Functional dyspepsia (FD) is a common functional gastrointestinal disorder characterized by upper abdominal discomfort/pain and/or symptoms of meal-related fullness/satiety. There is currently no definitive therapy that is beneficial for all FD patients. Accumulating evidence suggests efficacy for tricyclic antidepressants (TCAs) in FD. However, no firm conclusion can be drawn currently due to the relatively small amount of studies and large heterogeneity between studies. In addition, TCAs are often associated with side effects, which occur early after initiation of therapy preceding the therapeutic effect and often result in discontinuation of the therapy. These side effects are related to drug metabolism, which depend on polymorphisms of the cytochrome P (CYP) enzyme system.
Treatment with the 2nd generation TCA nortriptyline results in adequate relief of symptoms in FD. In addition, treatment can be optimized by maximizing therapeutic efficacy and decreasing the occurrence and severity of side effects through personalization of the drug based on the basis of CYP genotype-based tailored dose adjustments.
Randomized double-blind placebo-controlled trial with three arms
STUDY POPULATION/SAMPLE SIZE
198 patients with functional dyspepsia without evidence of psychiatric disease
Nortriptyline in classical dose vs tailored CYP-based dose vs placebo. Treatment period 12 weeks and follow-up period 6 months.
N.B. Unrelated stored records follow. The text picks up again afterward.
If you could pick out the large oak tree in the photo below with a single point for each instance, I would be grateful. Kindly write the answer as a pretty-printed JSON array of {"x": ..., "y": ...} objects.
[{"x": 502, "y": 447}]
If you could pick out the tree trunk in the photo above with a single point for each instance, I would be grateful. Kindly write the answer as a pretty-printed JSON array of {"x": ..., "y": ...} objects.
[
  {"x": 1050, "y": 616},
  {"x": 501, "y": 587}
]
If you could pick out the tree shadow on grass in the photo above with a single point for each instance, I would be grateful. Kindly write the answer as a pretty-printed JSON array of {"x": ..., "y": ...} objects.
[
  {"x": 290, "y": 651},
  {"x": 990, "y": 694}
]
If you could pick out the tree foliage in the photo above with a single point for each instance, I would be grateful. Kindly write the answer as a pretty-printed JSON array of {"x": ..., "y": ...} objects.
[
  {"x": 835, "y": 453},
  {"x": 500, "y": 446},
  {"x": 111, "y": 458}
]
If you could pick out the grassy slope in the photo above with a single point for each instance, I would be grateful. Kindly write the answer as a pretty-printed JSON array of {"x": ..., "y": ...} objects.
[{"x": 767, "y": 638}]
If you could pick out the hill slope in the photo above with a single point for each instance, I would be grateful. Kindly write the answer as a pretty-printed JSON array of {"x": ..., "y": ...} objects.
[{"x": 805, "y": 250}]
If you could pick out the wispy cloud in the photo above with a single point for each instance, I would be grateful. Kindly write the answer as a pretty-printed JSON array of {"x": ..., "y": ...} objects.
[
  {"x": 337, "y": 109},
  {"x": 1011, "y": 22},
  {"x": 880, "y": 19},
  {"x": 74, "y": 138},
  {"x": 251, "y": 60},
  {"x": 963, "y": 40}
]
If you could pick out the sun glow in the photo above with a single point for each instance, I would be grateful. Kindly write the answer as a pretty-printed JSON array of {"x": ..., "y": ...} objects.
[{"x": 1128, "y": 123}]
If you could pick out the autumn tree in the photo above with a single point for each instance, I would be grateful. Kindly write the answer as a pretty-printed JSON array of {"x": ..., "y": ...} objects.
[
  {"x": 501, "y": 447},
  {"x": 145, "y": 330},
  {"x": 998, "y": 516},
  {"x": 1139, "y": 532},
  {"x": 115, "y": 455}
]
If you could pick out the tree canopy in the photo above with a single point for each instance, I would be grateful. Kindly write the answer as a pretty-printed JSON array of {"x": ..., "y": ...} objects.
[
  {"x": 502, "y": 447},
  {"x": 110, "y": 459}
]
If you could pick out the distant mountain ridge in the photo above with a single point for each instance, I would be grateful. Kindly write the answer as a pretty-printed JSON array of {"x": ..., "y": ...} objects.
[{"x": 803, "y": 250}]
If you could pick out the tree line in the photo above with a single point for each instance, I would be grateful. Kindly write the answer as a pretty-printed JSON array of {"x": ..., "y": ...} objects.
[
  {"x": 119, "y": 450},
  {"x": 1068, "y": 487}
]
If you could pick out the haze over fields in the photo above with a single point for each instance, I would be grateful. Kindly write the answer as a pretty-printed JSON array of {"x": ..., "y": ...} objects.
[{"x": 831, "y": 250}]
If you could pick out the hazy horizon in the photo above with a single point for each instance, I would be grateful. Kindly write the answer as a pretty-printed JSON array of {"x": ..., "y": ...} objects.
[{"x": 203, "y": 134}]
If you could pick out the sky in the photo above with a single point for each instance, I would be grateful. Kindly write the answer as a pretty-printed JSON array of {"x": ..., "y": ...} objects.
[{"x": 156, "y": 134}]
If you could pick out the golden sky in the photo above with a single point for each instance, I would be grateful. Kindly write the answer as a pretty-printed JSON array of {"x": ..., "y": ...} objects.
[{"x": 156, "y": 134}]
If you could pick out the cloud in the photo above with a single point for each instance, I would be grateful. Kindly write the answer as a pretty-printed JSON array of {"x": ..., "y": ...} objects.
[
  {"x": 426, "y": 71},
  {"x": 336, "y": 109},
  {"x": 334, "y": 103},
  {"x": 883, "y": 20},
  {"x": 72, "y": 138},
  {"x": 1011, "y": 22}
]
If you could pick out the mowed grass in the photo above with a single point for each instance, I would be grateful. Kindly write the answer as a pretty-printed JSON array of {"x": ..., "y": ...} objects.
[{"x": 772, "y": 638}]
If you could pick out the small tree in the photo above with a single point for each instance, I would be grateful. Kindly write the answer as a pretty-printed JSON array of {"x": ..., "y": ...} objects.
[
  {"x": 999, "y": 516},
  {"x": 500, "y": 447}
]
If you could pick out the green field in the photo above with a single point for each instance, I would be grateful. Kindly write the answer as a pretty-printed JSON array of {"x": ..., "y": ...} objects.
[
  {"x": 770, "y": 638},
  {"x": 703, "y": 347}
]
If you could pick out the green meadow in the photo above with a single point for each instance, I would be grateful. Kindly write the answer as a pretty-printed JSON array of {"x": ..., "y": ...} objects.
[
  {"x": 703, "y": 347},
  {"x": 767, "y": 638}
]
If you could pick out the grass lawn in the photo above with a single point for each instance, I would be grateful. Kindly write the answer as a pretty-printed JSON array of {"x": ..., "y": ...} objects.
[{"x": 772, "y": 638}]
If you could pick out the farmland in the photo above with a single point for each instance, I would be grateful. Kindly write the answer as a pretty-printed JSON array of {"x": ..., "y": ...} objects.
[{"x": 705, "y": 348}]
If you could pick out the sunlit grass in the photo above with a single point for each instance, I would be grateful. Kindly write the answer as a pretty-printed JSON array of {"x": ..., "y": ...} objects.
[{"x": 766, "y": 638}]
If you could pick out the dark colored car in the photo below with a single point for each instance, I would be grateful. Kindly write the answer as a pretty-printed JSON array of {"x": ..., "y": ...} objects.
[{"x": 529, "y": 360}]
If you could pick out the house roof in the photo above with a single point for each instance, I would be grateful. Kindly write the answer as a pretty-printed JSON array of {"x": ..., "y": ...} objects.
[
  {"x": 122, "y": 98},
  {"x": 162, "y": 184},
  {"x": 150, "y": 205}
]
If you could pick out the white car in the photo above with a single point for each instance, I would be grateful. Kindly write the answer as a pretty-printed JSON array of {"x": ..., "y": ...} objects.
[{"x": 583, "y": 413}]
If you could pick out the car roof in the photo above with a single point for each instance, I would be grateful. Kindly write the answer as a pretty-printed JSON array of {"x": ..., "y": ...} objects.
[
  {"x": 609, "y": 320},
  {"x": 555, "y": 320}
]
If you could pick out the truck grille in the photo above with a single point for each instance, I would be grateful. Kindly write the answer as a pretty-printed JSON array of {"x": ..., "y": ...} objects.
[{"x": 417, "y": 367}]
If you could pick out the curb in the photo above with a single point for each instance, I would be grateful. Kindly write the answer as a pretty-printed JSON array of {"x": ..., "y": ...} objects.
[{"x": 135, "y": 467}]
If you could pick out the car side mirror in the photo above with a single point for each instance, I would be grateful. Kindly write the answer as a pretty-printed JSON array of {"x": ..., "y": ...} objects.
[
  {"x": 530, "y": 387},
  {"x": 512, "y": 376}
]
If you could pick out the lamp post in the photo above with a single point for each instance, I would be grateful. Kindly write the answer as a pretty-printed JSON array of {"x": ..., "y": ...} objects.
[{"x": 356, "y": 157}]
Primary outcome measure will be self-reported adequate relief (defined as a yes/no response in at least 50% of weeks 3-12 of the treatment). Secondary outcomes will include response to therapy defined by the weekly average of the daily symptoms scores. All endpoint analyses will be based on the intention to treat population. The proportion of responders in each treatment group will be compared using logistic regression to provide covariate adjustments for centers, gender, age etc. in the analyses.